Dalam dakwaan yang dibacakan hari ini di PN Jakarta Pusat, jaksa menyebut Ahmad Sahroni yang membaca pernyataan Adam Deni tersebut di media memastikan bahwa itu semua berita tidak benar.

"Saksi korban Ahmad Sahroni konfirmasi kepada saksi Cristito Faizar Parsaulian yang saat itu turut hadir di Pengadilan Negeri Jakarta Utara untuk mendengar pembacaan putusan terdakwa Adam Deni Gearaka, dimana benar saksi Cristito Faizar Parsaulian mendengar penyampaian terdakwa Adam Deni Gearaka tersebut sebelum sidang putusan dibacakan," kata jaksa, Selasa (20/2).

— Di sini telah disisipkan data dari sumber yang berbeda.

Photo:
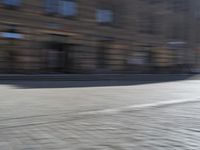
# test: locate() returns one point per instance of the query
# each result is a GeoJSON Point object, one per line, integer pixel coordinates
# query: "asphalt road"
{"type": "Point", "coordinates": [122, 115]}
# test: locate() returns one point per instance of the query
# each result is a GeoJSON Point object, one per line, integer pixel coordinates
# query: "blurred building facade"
{"type": "Point", "coordinates": [98, 36]}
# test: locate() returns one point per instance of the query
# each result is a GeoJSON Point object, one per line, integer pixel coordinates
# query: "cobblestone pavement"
{"type": "Point", "coordinates": [58, 119]}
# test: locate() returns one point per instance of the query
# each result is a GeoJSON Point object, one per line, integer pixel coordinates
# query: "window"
{"type": "Point", "coordinates": [11, 34]}
{"type": "Point", "coordinates": [104, 16]}
{"type": "Point", "coordinates": [63, 7]}
{"type": "Point", "coordinates": [67, 8]}
{"type": "Point", "coordinates": [11, 2]}
{"type": "Point", "coordinates": [147, 24]}
{"type": "Point", "coordinates": [51, 6]}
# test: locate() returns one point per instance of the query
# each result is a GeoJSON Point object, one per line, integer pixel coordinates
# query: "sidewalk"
{"type": "Point", "coordinates": [98, 77]}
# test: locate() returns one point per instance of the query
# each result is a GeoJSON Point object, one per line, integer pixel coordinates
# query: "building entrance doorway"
{"type": "Point", "coordinates": [59, 57]}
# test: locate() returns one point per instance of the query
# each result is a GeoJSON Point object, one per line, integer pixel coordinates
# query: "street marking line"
{"type": "Point", "coordinates": [140, 106]}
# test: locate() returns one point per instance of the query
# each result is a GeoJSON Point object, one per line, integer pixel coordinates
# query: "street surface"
{"type": "Point", "coordinates": [123, 115]}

Jaksa menilai, tindakan Adam Deni yang menyampaikan tuduhan-tuduhan itu tidak benar dan tidak dapat dibuktikan merupakan sebuah kejahatan menista.

"Bahwa akibat perkataan-perkataan terdakwa tersebut sehingga saksi korban Ahmad Sahroni yang merasa keberatan dengan pernyataan terdakwa tersebut lalu pada melaporkan kepada pihak kepolisian. Di mana setelah di laporkan, pihak kepolisian kemudian melakukan pemeriksaan terhadap terdakwa yang ketika dipertanyakan mengenai bukti yang terdakwa miliki terkait pernyataan terdakwa dan dijawab oleh terdakwa bahwa terdakwa tidak memiliki bukti yang dapat membuktikan pernyataannya," ucap jaksa.

Atas perbuatannya, Adam Deni didakwa dengan Pasal 311 Ayat (1) atau Pasal 310 ayat (1) KUHPidana.